I have looked at the other question over Parsing XML with namespace in Python via 'ElementTree' and reviewed the xml.etree.ElementTree documentation. The issue I'm having is admittedly similar so feel free to tag this as duplicate, but I can't figure it out.
The line of code I'm having issues with is
instance_alink = root.find('{http://www.w3.org/2005/Atom}link')
My code is as follows:
import xml.etree.cElementTree as ET
tree = ET.parse('../../external_data/rss.xml')
root = tree.getroot()
instance_title = root.find('channel/title').text
instance_link = root.find('channel/link').text
instance_alink = root.find('{http://www.w3.org/2005/Atom}link')
instance_description = root.find('channel/description').text
instance_language = root.find('channel/language').text
instance_pubDate = root.find('channel/pubDate').text
instance_lastBuildDate = root.find('channel/lastBuildDate').text
The XML file:
<?xml version="1.0" encoding="windows-1252"?>
<rss version="2.0">
<channel>
<title>Filings containing financial statements tagged using the US GAAP or IFRS taxonomies.</title>
<link>http://www.example.com</link>
<atom:link href="http://www.example.com" rel="self" type="application/rss+xml" xmlns:atom="http://www.w3.org/2005/Atom"/>
<description>This is a list of up to 200 of the latest filings containing financial statements tagged using the US GAAP or IFRS taxonomies, updated every 10 minutes.</description>
<language>en-us</language>
<pubDate>Mon, 20 Nov 2017 20:20:45 EST</pubDate>
<lastBuildDate>Mon, 20 Nov 2017 20:20:45 EST</lastBuildDate>
....
The attributes I'm trying to retrieve are in line 6; so 'href', 'type', etc.
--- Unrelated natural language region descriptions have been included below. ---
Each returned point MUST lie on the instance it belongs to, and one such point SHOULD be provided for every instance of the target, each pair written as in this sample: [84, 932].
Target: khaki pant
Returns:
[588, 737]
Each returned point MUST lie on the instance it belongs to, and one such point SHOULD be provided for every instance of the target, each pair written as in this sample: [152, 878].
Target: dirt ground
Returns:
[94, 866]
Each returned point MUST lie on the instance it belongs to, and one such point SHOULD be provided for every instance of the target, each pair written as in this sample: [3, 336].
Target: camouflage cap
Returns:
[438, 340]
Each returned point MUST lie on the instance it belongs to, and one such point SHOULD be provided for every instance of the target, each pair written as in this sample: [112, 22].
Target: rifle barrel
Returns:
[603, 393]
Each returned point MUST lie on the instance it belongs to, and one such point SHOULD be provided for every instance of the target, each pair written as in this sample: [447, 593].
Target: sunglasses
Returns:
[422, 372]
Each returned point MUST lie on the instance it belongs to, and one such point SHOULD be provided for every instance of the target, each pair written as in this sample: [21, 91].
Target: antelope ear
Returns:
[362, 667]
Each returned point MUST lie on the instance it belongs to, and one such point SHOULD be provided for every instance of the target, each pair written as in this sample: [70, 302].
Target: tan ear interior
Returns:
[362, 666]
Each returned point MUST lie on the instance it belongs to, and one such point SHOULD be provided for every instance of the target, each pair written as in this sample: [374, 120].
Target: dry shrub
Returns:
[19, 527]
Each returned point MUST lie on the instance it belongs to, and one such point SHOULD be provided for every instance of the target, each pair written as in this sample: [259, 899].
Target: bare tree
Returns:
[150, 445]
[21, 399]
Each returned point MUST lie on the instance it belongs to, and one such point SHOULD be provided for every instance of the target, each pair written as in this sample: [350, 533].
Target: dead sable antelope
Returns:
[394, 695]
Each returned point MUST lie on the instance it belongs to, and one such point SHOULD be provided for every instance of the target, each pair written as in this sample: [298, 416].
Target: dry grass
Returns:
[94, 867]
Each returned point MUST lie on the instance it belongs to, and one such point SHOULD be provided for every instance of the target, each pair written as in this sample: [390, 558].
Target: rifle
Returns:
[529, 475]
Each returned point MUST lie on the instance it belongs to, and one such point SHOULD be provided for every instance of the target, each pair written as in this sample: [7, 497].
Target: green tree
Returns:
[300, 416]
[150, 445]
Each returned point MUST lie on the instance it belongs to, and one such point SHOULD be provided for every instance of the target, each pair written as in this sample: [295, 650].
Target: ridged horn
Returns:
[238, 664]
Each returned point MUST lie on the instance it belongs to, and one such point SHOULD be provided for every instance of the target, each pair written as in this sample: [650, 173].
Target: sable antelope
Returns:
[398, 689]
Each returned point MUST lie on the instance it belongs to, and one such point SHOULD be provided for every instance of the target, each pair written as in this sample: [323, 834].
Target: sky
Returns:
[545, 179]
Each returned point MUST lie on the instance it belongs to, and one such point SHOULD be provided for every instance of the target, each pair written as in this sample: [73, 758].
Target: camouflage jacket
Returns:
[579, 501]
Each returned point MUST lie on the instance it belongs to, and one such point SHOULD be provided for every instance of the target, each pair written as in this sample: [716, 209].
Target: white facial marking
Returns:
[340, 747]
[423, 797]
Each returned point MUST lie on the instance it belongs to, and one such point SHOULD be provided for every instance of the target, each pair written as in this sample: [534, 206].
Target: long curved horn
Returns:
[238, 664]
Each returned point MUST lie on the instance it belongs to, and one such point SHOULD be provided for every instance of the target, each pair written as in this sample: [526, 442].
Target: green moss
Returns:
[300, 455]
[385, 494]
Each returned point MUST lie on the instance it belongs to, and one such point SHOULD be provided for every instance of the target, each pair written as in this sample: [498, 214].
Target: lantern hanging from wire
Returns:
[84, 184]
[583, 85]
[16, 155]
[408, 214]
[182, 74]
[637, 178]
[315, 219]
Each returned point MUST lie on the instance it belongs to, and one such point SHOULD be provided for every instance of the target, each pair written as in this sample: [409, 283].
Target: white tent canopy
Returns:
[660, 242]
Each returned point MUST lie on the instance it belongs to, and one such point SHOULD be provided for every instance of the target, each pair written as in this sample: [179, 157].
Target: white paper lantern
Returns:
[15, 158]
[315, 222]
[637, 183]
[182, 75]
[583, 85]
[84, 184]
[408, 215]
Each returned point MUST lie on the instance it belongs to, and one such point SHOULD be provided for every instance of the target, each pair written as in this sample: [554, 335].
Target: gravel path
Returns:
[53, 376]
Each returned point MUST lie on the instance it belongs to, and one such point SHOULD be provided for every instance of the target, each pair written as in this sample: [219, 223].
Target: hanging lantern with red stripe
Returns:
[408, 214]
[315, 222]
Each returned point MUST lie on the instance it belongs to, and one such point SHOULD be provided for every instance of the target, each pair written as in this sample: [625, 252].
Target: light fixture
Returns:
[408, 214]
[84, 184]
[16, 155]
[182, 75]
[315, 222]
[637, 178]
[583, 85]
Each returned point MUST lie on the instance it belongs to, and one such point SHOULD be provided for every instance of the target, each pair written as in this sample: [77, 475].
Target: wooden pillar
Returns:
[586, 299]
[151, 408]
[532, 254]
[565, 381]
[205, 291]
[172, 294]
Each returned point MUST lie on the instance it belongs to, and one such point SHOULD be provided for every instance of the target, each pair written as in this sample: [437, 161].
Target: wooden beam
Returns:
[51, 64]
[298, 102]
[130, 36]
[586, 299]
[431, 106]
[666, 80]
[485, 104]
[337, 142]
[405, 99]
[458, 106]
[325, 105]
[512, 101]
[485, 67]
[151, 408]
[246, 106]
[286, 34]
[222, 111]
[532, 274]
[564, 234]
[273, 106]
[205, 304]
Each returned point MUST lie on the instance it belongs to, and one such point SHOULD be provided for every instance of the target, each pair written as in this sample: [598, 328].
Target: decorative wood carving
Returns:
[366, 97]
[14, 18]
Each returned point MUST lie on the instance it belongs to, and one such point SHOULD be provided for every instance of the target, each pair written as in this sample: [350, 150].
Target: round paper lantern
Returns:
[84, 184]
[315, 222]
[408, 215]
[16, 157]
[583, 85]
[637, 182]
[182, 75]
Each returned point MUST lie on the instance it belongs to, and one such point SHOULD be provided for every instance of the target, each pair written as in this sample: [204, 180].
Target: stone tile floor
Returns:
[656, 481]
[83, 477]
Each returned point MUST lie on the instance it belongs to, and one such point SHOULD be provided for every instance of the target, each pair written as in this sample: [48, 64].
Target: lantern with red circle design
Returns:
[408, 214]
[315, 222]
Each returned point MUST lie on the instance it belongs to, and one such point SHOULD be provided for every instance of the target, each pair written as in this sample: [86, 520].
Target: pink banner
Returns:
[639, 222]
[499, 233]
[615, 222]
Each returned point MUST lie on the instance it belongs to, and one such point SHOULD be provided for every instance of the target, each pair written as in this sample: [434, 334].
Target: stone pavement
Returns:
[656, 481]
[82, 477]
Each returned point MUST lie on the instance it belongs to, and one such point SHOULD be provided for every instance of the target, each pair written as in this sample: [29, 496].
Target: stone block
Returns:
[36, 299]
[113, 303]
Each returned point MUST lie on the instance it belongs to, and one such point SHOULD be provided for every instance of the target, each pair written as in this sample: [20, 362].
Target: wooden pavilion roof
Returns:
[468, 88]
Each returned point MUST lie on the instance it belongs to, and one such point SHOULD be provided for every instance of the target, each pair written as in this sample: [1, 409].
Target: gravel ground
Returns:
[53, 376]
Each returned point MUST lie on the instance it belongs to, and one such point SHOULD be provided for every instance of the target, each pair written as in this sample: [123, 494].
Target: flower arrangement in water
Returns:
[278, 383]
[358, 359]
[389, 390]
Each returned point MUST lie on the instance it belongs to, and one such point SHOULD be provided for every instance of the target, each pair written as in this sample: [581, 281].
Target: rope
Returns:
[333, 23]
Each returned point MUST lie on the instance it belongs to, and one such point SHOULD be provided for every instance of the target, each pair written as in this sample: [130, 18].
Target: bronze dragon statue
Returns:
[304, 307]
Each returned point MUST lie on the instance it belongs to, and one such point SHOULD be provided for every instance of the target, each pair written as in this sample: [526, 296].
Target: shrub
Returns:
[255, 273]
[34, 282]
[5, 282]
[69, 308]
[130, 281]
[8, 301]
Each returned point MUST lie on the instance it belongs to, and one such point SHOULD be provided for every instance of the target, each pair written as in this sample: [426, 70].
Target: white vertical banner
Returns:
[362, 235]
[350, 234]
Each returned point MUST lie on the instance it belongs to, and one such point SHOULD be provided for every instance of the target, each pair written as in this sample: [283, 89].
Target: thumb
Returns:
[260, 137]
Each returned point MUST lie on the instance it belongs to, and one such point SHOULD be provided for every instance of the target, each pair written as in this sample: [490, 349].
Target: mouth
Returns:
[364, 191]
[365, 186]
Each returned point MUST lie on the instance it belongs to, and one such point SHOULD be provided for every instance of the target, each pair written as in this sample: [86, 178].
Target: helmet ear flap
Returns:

<atom:link href="http://www.example.com" rel="self" type="application/rss+xml" xmlns:atom="http://www.w3.org/2005/Atom"/>
Obviously, I've tried
instance_alink = root.find('{http://www.w3.org/2005/Atom}link').attrib
but that doesn't work cause it's type None. My thought is that it's looking for children but there are none. I can grab the attributes in the other lines in XML but not these for some reason. I've also played with ElementTree and lxml (but lxml won't load properly on Windows for whatever reason)
Any help is greatly appreciated cause the documentation seems sparse.